Git OSS-um

Solution

Solution Overview

Our solution is a web application that assists newcomers to open source software. The three features that we have implemented to assist newcomers is to display simple, easy to understand visualizations and statistics that do not overload our users with information, gauging the activity of repositories, and show users the acceptance rate of submitted contributions. The technologies we have used will be detailed below.

Technologies

In order to accomplish our mission in assisting newcomers find GitHub projects that best suit their needs, Git OSS-um must overcome the following challenges with our selected technologies of Python, Django, Celery, RabbitMQ, MongoDB, Plotly, and Digital Ocean...

What information is important to mine?

We will be mining data for repository statistics as a whole, as well as statistics on the pull requests submitted within a repository. Those data points for each category are as follows:

Repository Data

  • Repo Name
  • Description
  • Created Date
  • Last Updated Date
  • Clone URL
  • Homepage
  • Stargazers Count
  • Language
  • Has a Wiki or Not
  • License Key
  • Lincense Name
  • Number of Open Issues
  • Number of Forks
  • Number of Watchers

Pull Request (PR) Data

  • PR Number
  • State
  • Title
  • User Who Submitted
  • PR Body
  • Date Created
  • Date Closed
  • Date Merged
  • Labels
  • Author Association
  • Merged or Not
  • Merged By
  • Comments
  • Review Comments
  • Commits
  • Additions
  • Deletions
  • Changed Files

How is information mined from GitHub? Python, RabbitMQ, Celery

We are using the Python programming language as the backbone for our product as it has many capabilities with other frameworks, including Plotly and Django. Python is used to mine the data straight from GitHub using the GitHub API and the PyGithub framework for a more convenient method of mining data. We have used the RabbitMQ and Celery frameworks to be used for asynchronous mining of data and updating the repositories we have in our database.

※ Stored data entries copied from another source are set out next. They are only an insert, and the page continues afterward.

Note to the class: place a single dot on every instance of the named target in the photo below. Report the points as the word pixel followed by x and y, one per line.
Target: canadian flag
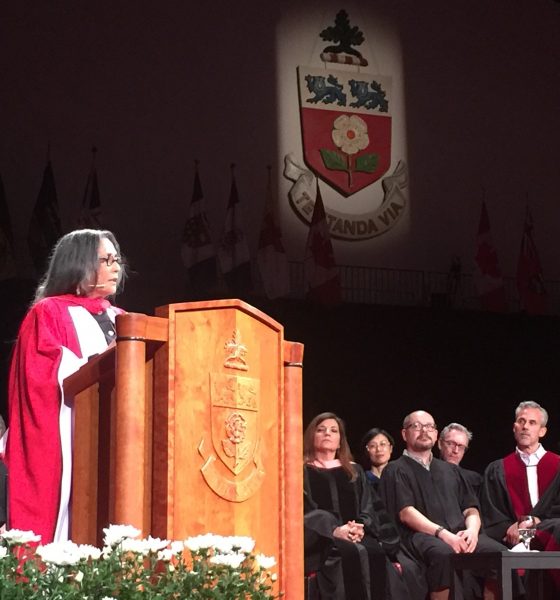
pixel 271 256
pixel 530 280
pixel 487 276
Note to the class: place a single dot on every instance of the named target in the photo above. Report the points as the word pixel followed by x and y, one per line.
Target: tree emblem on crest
pixel 345 37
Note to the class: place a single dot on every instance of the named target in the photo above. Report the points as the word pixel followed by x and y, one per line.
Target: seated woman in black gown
pixel 377 445
pixel 354 548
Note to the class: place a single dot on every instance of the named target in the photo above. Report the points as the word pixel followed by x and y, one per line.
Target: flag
pixel 321 274
pixel 487 275
pixel 233 254
pixel 44 228
pixel 90 214
pixel 197 249
pixel 271 256
pixel 530 281
pixel 7 261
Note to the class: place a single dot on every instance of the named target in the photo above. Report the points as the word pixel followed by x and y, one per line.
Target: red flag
pixel 271 256
pixel 323 282
pixel 530 281
pixel 487 276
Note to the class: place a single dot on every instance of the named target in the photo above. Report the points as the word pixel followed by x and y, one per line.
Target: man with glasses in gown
pixel 435 508
pixel 453 443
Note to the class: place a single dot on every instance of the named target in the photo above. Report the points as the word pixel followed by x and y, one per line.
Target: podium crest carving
pixel 236 352
pixel 235 437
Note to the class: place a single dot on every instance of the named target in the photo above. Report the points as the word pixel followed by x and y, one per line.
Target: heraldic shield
pixel 346 126
pixel 235 413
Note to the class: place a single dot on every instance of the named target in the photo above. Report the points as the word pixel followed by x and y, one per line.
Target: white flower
pixel 350 134
pixel 17 536
pixel 86 551
pixel 116 533
pixel 232 560
pixel 136 546
pixel 166 555
pixel 155 544
pixel 265 562
pixel 61 553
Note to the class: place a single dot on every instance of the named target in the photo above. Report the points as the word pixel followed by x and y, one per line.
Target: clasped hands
pixel 462 542
pixel 351 531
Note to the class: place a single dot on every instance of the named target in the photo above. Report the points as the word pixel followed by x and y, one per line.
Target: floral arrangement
pixel 127 568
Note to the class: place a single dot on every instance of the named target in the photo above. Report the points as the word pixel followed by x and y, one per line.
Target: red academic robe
pixel 56 337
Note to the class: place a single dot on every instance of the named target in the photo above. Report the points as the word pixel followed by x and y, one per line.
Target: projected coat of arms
pixel 346 127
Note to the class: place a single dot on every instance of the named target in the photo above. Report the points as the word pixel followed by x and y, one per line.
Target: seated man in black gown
pixel 434 505
pixel 453 443
pixel 349 540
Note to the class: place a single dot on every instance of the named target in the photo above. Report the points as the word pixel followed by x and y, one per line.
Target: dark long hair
pixel 366 462
pixel 343 453
pixel 74 262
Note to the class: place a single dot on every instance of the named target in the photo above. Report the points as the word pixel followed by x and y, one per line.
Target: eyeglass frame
pixel 417 426
pixel 376 445
pixel 110 260
pixel 451 444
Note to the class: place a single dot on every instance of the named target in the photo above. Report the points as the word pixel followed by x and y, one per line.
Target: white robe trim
pixel 92 341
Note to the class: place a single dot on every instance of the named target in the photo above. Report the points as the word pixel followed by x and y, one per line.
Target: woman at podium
pixel 351 545
pixel 70 320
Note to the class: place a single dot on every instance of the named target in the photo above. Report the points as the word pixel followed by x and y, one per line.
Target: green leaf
pixel 367 163
pixel 333 160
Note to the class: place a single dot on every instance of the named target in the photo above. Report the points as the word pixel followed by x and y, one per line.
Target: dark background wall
pixel 156 85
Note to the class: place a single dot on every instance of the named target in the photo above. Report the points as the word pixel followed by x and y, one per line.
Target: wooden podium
pixel 192 424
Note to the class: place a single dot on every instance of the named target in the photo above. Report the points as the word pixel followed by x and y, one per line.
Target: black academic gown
pixel 441 494
pixel 345 569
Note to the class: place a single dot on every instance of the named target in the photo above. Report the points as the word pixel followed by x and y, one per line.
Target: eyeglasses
pixel 455 445
pixel 110 259
pixel 380 445
pixel 323 429
pixel 417 426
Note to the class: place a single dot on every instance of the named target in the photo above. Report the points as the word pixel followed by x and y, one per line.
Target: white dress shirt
pixel 531 461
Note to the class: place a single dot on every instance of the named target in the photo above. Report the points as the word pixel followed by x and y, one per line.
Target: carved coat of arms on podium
pixel 234 416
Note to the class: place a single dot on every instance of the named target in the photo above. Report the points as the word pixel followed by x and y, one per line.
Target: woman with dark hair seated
pixel 69 321
pixel 377 447
pixel 347 542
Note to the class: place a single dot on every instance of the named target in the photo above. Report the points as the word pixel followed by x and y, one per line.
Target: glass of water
pixel 527 530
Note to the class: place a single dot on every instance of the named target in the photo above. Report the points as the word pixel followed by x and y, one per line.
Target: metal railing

How is information being stored? MongoDB

Considering our application is responsible for mining a great deal of data, it is essential that the information we gather be stored in a way that is accessible. Because of this, we are using the document-oriented database, MongoDB. Our MongoDB database is linked directly to our application through our Django front-end to display mined repositories and is also linked to our mining scripts so that new repository data can be stored in our database.

How is the information being analyzed? Plotly

With an understanding of what information is essential for our team to collect and display, we have decided to use the Plotly framework to visualize and represent our data. Plotly will represent the data that we have mined in a simple manner where users can study the data and make their own conclusion. We have also implemented a table that holds raw data that users can look over as well.

How is the information being presented to the user? Plotly Interactive Graphics

As described above, we will be using the Plotly framework to visualize and represent our data. Our graphics are capable of interactive visualizations that allow users to hover over specific parts of the graph to view the data in more depth. Users have the ability to adjust the graphs as well, to examine that area more in depth.

How is this application accessible? Digital Ocean

Our server space is a Linux-based, Digital Ocean server. We have one instance of the server where our back-end and front-end of our product will be represented at the same time. The Django framework will handle our front-end and some back-end as well along with some Python scripts. When a user views our product, They will see a representation of our database of our mined repositories along with HTML templates and forms for users to input information for signing up, logging in, and submitting a mining request.